Kevin Drum writes a bit about John McCain’s proposal of a $300 million prize for developing a new battery technology for electric cars. What this makes me really wish is that Marie had a blog, because, as a chemical engineer who just received her PhD working on fuel cell catalysts, this is right up her alley. I hope that she or Jeff will pop up in comments and say smart things. And be kind if I say anything dumb.

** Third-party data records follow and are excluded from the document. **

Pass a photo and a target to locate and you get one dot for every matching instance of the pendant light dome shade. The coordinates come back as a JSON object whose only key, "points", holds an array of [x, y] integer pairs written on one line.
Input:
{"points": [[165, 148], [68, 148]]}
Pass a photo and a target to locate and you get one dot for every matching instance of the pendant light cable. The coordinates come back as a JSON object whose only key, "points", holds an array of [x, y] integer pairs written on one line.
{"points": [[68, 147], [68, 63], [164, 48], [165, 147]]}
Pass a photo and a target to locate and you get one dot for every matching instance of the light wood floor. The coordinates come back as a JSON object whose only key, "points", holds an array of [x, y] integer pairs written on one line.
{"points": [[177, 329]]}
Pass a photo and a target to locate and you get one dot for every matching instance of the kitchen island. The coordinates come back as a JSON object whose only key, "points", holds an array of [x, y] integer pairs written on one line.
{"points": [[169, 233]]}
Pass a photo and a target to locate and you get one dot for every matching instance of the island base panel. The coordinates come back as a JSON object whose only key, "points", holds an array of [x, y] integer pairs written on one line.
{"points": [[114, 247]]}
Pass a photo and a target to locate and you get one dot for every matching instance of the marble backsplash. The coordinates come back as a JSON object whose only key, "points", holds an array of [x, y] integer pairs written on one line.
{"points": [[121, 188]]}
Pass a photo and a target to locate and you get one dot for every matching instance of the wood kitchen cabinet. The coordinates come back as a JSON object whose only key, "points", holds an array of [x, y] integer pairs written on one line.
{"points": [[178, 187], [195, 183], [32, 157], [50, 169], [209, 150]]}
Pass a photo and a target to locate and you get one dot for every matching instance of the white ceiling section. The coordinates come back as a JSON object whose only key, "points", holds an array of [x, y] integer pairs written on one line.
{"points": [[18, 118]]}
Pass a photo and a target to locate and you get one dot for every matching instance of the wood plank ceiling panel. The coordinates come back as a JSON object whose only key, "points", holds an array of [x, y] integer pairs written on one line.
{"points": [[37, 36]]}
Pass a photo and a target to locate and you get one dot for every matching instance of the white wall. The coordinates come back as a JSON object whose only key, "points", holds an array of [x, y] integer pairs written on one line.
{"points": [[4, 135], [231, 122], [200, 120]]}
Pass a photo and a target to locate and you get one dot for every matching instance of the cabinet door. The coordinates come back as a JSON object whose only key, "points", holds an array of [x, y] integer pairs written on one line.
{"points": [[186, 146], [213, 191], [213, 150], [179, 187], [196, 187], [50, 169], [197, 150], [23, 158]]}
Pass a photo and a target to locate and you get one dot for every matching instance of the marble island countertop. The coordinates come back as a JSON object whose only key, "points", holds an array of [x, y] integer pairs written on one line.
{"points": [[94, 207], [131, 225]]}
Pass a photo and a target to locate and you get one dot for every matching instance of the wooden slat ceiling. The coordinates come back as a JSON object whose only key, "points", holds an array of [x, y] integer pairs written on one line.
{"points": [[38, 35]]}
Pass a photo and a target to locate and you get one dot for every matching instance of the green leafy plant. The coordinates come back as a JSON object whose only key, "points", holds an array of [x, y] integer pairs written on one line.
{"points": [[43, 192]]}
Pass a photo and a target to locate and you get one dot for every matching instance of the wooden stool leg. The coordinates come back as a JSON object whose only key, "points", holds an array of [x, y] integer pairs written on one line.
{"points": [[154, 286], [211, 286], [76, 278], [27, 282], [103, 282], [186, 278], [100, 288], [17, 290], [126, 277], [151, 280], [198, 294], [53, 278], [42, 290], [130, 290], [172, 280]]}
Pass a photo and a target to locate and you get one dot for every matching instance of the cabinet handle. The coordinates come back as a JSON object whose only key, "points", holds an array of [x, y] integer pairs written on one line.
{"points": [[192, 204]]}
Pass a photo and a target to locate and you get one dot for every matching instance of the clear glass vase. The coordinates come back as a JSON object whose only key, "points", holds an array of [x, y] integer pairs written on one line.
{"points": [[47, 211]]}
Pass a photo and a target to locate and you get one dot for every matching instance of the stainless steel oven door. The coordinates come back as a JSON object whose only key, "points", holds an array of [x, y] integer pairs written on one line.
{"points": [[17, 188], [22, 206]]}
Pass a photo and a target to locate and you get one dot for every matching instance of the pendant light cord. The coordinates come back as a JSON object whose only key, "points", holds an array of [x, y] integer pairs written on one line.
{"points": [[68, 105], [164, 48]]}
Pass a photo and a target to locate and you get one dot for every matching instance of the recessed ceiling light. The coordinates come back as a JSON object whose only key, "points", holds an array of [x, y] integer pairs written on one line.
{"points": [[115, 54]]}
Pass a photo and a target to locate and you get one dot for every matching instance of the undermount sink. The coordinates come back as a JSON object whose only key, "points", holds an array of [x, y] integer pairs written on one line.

But at the least I should be able to avoid saying anything as dumb as McCain’s battery-prize proposal. Not that I don’t like batteries, mind you! But if someone were to invent a better one they’d already be poised to make a huge amount of money through its commercialization. Offering prizes for innovation isn’t always a terrible idea — for pharmaceuticals with a limited market of potential users it can make sense due to the huge costs associated with developing and testing a new drug. But everyone in the developed world needs better energy storage technology, and they need it right now. And while it’s important to make sure your new batteries are safe and robust (e.g. they don’t explode too much), that’s still much easier and cheaper to do than it is to conduct a set of double-blind human trials. So sweetening the pot is unnecessary. Anyone who has a good idea about how to build a better battery is already working on the problem.
The other thing to mention is that Drum’s concern over lithium is probably misplaced. Lithium’s great, and a ringer when it comes to batteries. A cell’s energy density is largely determined by the electrical potential between its anode and cathode — the bigger the gap between them, the better. And as you can see from this chart, electrode potentials don’t get much more negative than lithium.
But it’s got its problems, too. Lithium wasn’t incorporated into mass-market batteries for a long time because of its tendency to catch on fire when exposed to air or charged too quickly. And lithium batteries still tend to dramatically lose capacity about 18 months after they roll off the assembly line, mostly without regard to how hard they’ve been used. Both of those problems have and continue to be addressed by brilliant electrochemists, and the lithium polymer batteries we use today are fairly miraculous. But it would probably be a mistake to think that lithium technology will get dramatically better than it currently is.
It’s also worth noting that not all hybrid or electric cars use lithium batteries. In fact, I don’t think many currently do at all — the Prius uses nickel-metal-hydride, a less efficient but longer-lived chemistry. It would just be too expensive to replace the batteries on lithium’s lifecycle. So worries about peak lithium should be tempered with the realization that we can make batteries out of other stuff, too.
But that doesn’t mean we don’t need a better battery. No-combustion vehicles are where everyone agrees we need to go, but they have much more significant battery requirements than hybrids. They have to charge and discharge faster and more completely, both of which are tough on batteries. And they need to provide more total power, too.
Right now the problem looks pretty tough. There are two promising technologies, though. First, nanotechnology and the unbelievably vast electrode surface areas it provides are making ultracapacitors look more and more viable. These devices will never be able to store as much charge as a battery, I don’t think, but they can be charged and discharged very quickly and may not suffer the age-related effects that plague chemical cells. From what I’ve read, they also tend to be built out of less environmentally objectionable materials. As I said, this is no battery replacement, but it may make different kinds of vehicles possible — say, one that’s inductively recharged every few miles by a plate embedded in the road. Or they may just replace the battery’s buffering function in hybrids, and ease the charge/discharge speed problem in EVs.
The other technology is, of course, fuel cells. Marie tells me they’re again falling out of favor, funding-wise, as their recent renaissance falls back in line with a century-long track record of failure to reduce cost and fragility. But it seems inevitable that we’ll have to revisit the technology — there’s just no better way to safely store lots of energy in a vehicle than with hydrocarbons or some other hydrogen-donating chemical system (I’ve heard some sort of ammonia pellet system suggested, too). And if you’re going to store your energy as hydrocarbons (which isn’t to say it has to be pumped out of the ground, of course), fuel cells are the most efficient way to turn it back into usable power.
That’s my understanding of the situation, anyway. Hybrids seem likely to stick around for longer than many people suspect, I think. Electric vehicles may be great for getting around towns, but I think people are going to balk the first time they try to use the A/C and realize just how many watt-hours they’re spending, and how few they have with them on board their petroleum-free car.